When I discovered creative nonfiction I’d just turned thirty, was self-schooled in queer and activist literatures, newly in love with the woman who is still my spouse, newly sober, even newly tattooed, and recently returned to university. I’d dropped out of pre-journalism school in the late 1970s, in part because no line of study fit me and no course syllabus included the books I was reading. More than one professor told me feminist and lesbian content was not literary and I didn’t even know I could major in creative writing, so I left college to work as a community organizer, a waitress, a feminist theater publicist and a temp secretary—and to write.
When I returned to school, in the 1980s heyday of radical theory, the academic mood had changed. I knew I was a writer by then, and I was no longer the only one intent on studying writing in ways that put the desires of the body before convention. I began work on a self-designed BA that merged creative writing, poetics, film studies, a bit of feminist theory–trying to make a place for myself—but I also knew that places shift and lived narrative is never linear. Discovering, in a writing workshop, creative nonfiction was like finding my lost city.

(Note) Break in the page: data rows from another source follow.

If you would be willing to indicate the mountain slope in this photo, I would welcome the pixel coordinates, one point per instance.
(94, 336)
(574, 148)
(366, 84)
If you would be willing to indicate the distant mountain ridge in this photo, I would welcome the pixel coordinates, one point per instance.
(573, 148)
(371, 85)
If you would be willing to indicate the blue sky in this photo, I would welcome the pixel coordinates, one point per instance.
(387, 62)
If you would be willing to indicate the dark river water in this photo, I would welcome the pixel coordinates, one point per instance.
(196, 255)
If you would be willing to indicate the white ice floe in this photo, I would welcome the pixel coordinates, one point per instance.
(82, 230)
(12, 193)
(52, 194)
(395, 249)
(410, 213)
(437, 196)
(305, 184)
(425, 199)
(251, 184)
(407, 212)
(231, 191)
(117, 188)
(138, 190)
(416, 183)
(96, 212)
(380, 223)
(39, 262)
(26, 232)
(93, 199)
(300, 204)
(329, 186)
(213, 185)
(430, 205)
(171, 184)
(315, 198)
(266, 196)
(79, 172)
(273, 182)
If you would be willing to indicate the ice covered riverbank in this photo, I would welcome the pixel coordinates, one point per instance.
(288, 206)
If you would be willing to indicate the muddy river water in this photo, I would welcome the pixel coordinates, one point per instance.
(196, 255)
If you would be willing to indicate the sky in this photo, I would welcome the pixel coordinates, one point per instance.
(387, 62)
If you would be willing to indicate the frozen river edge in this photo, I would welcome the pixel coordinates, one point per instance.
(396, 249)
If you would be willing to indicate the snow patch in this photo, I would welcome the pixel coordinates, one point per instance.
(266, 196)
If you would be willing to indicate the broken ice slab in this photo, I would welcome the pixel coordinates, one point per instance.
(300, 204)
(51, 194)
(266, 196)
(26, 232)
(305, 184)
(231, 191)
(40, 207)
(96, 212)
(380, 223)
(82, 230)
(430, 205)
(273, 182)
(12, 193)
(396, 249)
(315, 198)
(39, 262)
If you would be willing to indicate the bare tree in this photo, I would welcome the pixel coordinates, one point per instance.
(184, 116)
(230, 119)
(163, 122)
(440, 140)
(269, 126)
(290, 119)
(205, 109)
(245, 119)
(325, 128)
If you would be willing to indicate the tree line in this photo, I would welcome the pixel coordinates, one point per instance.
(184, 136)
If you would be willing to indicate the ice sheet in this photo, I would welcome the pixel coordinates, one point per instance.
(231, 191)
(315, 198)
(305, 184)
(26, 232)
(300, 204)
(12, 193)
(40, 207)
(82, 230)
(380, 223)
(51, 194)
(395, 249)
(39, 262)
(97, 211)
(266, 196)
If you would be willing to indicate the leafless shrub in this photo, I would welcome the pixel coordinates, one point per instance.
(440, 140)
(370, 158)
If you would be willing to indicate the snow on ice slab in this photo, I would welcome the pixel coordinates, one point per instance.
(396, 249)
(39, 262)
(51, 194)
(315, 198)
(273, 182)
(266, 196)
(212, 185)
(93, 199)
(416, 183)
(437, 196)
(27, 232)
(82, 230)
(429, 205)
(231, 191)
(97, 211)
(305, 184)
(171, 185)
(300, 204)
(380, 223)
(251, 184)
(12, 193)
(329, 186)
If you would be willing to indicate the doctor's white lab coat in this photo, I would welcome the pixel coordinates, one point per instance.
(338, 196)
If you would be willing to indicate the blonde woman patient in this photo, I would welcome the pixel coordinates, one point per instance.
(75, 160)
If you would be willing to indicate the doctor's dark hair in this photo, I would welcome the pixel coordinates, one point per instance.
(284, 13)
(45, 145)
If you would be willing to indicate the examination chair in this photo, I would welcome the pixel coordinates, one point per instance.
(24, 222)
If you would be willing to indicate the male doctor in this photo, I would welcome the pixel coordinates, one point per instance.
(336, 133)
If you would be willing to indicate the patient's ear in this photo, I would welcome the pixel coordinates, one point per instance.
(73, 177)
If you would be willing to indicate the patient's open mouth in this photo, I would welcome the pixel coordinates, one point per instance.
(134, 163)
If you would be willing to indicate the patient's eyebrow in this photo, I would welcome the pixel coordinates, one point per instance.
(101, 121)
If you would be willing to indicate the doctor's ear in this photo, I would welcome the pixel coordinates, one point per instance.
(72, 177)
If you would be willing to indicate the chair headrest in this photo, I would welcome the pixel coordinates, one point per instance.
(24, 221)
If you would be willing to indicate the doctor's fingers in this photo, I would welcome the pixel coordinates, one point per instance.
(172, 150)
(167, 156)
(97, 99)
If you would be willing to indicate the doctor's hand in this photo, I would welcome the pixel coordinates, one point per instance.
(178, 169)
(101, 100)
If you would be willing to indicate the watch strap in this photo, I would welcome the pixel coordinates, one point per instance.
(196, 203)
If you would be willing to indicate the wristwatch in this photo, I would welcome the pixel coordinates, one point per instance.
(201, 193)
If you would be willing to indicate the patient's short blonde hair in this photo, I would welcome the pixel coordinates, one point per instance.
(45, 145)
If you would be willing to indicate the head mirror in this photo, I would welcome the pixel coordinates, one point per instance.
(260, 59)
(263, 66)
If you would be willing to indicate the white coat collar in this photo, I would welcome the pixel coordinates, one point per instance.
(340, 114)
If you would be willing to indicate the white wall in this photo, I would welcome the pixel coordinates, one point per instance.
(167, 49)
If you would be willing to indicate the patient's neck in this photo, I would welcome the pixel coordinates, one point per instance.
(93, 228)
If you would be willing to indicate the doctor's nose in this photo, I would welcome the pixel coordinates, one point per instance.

What I’ve loved, from the start, about CNF has been the ways this genre is creatively weird, much like myself—both misunderstood and claimed by more than one constituency, attentive to form but difficult to classify, with quirky yet intentionally designed exteriors, slippery rules, a mutating understanding of identity, a commitment to getting past the bullshit and making unexpected connections, and a grounding in an unmasked, yet lyric, voice.